But that is exactly the measure of a system. Or at least, it should be the measure of our system. As Senator John McCain so passionately wrote, “This is a moral debate. It is about who we are. I don’t mourn the loss of any terrorist’s life. What I do mourn is what we lose when by official policy or official neglect we confuse or encourage those who fight this war for us to forget that best sense of ourselves. Through the violence, chaos and heartache of war, through deprivation and cruelty and loss, we are always Americans, and different, stronger and better than those who would destroy us.”[9]

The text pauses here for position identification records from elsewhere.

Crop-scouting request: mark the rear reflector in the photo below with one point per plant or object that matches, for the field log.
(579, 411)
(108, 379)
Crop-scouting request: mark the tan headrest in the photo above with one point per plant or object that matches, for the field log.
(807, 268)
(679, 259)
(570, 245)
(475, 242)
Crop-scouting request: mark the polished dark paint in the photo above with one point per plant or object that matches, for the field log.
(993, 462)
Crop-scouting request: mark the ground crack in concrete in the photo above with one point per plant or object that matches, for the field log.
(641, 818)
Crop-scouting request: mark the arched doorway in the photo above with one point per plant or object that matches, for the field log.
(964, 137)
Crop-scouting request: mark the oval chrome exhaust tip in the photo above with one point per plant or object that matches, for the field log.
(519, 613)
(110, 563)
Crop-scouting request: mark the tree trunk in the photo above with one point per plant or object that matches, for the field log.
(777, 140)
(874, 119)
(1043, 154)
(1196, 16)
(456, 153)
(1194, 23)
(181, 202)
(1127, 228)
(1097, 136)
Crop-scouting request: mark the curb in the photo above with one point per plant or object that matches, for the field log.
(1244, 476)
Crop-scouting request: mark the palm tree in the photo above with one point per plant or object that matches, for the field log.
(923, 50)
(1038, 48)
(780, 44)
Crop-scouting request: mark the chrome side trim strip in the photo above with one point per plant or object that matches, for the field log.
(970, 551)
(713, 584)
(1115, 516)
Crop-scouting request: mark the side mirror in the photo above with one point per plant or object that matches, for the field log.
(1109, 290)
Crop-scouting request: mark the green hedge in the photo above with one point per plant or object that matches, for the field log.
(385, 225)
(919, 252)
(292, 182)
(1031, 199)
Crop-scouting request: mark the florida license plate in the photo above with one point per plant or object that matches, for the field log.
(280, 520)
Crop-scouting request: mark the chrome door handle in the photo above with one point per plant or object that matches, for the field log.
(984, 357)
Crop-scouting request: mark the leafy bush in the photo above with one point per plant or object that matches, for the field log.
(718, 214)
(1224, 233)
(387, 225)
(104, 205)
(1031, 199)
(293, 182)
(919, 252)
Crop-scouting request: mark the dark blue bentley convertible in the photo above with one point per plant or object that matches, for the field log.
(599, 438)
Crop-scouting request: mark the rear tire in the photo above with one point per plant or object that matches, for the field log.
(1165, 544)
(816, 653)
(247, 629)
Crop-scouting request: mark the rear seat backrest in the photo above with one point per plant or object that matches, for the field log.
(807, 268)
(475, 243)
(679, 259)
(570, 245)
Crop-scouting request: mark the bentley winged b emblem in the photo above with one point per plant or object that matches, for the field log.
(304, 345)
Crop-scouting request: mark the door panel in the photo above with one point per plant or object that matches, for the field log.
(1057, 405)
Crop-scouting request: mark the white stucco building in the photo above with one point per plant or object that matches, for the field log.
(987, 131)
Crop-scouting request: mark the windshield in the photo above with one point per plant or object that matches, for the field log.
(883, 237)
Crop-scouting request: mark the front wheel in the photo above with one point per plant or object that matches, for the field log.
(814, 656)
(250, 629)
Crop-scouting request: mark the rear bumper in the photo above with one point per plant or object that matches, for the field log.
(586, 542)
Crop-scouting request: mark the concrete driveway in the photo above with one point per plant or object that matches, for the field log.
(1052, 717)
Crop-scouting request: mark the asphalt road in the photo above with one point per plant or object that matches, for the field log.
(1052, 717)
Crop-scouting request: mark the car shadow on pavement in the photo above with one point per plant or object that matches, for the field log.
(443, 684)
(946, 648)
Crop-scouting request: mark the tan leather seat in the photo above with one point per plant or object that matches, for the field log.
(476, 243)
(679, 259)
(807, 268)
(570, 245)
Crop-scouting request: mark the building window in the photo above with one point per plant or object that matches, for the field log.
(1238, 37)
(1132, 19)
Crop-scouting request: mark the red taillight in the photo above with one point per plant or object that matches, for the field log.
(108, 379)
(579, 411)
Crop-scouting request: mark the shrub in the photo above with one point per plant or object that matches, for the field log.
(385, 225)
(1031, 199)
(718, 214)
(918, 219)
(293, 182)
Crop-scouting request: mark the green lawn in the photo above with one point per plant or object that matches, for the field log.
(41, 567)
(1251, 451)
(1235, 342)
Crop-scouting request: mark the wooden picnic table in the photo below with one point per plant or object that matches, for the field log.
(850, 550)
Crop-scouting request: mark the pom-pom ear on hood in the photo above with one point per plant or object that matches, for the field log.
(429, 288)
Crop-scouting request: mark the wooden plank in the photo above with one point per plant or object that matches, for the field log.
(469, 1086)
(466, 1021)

Let us conduct our affairs with an overabundance of integrity. Let other nations say that we are too fair to those who wrong us. Let us do anything rather than continuing a narrative of bigotry and torture. If the detainees are guilty let there be fair trials, let them be convicted, and let the court decide the remedy. We have had twelve years and two wars for vengeance. It is time to let justice have a turn. 

Jenica Maxwell is a 2L at S.J. Quinney College of Law. She is originally from St. George, Utah. Her areas of interest include Criminal Defense and Family Law. 




[1] Dukakis' Deadly Response, Time (last visited Nov. 17, 2013) http://content.time.com/time/specials/packages/article/0,28804,1844704_1844706_1844712,00.html.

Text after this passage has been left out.